The real problem with both the conservative position - accepting Lewis' either/or stance - and with the liberal, Borg-and-company thesis about elaborations by post-Easter Christians is that both camps operate from an identical premise. Both assume Jesus was a historical person walking around Palestine. Their disagreement is about exactly what kind of things he said or did. The conservatives take everything verbatim as if from his lips. The majority of liberal scholars strip Jesus to a bare minimum and attribute the heavy stuff to an emerging faith community. About 18 per cent is authentic, they say.
Both are wrong. The radical view - one that goes into the heart of where New Testament scholarship should be going - is the one that sees the entire story as it stands as a divine drama where Jesus, as the persona representing the Christ of the universal myth, speaks the very same lines that all the saviour figures of ancient religion spoke in the various rituals or mystery plays.

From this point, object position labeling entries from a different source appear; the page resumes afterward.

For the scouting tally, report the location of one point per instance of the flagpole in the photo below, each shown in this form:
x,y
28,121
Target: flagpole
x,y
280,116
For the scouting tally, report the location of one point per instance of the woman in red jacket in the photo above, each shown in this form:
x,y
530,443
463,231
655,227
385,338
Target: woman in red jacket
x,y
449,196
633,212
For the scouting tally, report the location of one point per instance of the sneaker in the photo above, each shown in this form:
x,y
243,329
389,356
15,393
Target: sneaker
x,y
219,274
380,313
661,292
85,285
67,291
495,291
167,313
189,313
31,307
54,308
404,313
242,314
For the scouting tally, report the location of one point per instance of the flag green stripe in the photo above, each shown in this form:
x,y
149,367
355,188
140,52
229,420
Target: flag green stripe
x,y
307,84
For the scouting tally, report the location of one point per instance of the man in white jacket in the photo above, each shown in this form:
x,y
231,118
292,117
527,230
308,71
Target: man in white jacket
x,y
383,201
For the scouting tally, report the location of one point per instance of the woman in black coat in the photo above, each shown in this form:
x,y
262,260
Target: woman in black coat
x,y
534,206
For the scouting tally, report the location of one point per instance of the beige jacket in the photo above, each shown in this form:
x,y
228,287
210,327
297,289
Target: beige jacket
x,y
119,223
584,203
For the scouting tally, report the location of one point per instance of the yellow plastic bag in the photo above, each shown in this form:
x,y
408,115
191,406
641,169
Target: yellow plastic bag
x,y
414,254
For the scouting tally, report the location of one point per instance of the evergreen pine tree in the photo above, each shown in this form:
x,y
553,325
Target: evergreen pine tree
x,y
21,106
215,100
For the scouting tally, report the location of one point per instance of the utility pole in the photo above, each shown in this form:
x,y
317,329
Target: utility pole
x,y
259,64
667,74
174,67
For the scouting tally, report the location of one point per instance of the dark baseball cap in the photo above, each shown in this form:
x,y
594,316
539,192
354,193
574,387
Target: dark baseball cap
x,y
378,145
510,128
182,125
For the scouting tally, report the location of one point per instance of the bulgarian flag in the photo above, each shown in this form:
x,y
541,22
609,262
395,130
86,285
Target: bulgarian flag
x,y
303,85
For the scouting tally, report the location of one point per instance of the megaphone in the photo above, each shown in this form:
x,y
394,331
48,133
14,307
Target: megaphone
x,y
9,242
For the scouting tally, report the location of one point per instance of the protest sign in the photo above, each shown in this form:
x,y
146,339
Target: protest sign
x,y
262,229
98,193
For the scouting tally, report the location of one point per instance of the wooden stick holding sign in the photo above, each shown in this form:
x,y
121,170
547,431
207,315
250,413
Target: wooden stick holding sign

In a new book to be published this spring, I present abundant hard evidence that this is so. Instead of emasculating the Gospels by eliminating everything that smacks of the mythical/mystical - leaving a husk with little spiritual lifting power whatever - what is needed is to comprehend the esoteric (hidden or secret) setting out of which Gospel material first arose. This can't be stressed enough. It's so ancient, so prevalent in the kaleidoscope of millennia-old spiritual wisdoms, that once seen in its wider context it comes alive with incredible freshness and inspiration.
I once subscribed to the historical-critical approach to sacred texts where the aim was to "demythologize" the parts that sat ill with modern assumptions virgin births, Sons of God, sensational miracles, sacrificial deaths appeasing wrathful father-gods, etc. What I now realize is that the opposite is true. Rudolph Bultmann was mistaken. We need to re-mythologize not de-mythologize. What I mean is that rather than expunge material we judge in our "superiority" to be "mere superstition," we need to see its wise, profound meaning for our lives as allegory. The Gospels aren't history. The virgin birth never "happened" nor did the miracles, including multiplying loaves of bread and turning water into wine. But, understood in their mystical sense, these Gospel moments can still transform our lives in the most powerful, intimate way.